Qué disparate de partida de ajedrez con una partenaire adicta al Jaque Mate…

A veces leo en las revistas que la memoria es mucho mayor de lo que nos podemos imaginar, y que todo lo que nos marca queda almacenado. La diferencia es si tenemos acceso a ello o no. Y me lo creo, sobre todo cuando me pongo a escuchar canciones que llevaba sin repasar desde hace años.
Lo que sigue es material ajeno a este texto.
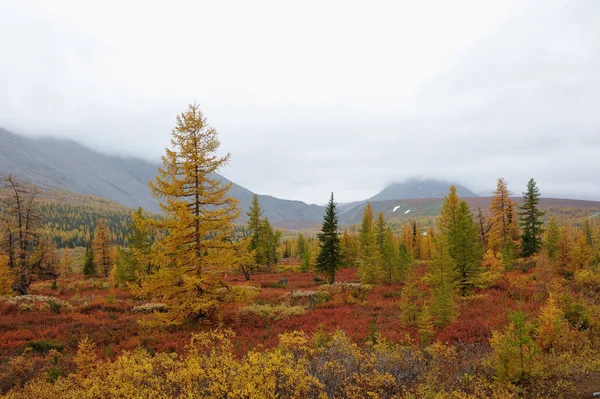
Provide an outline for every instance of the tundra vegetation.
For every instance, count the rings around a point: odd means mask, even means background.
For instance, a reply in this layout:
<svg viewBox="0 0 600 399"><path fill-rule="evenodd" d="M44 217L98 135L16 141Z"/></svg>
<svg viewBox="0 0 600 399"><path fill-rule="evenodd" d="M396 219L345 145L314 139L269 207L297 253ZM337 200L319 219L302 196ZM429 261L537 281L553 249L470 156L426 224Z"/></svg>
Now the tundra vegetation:
<svg viewBox="0 0 600 399"><path fill-rule="evenodd" d="M271 225L255 196L241 225L229 186L214 178L229 160L219 145L197 105L177 117L150 183L160 217L115 216L99 202L85 223L49 222L65 220L63 208L5 180L0 394L458 399L600 390L597 218L549 218L533 179L517 206L500 178L487 209L471 209L449 187L436 218L390 222L366 204L360 225L340 227L331 194L318 234L290 233Z"/></svg>

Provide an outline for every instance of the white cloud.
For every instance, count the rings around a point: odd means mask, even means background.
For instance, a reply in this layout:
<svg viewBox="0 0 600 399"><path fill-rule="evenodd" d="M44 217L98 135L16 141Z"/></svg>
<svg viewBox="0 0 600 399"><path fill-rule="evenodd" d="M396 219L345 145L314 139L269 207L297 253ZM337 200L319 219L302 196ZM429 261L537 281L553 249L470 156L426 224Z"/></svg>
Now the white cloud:
<svg viewBox="0 0 600 399"><path fill-rule="evenodd" d="M543 4L2 2L0 126L158 159L196 100L260 193L534 176L599 197L600 6Z"/></svg>

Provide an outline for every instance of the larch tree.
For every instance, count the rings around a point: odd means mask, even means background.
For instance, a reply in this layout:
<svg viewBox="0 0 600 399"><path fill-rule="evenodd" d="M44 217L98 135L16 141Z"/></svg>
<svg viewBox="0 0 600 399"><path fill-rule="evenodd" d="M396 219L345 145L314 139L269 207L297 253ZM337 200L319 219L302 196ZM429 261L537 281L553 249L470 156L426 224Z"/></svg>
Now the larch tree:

Esas que escuchaba en el autobús camino de la universidad, en primero, cuando todo era nuevo.

Y ahora que me quedan tres semanas para -con suerte- licenciarme y todo ha cambiado tanto, al escuchar a Sabina cantar El rocanrol de los idiotas o Quién me ha robado el mes de abril me acuerdo perfectamente de muchísimos detalles de aquella época, que estaban almacenados en mi cabeza sin que yo fuese consciente: un gesto, una conversación, un juego, una carta. A veces, la música es una llave.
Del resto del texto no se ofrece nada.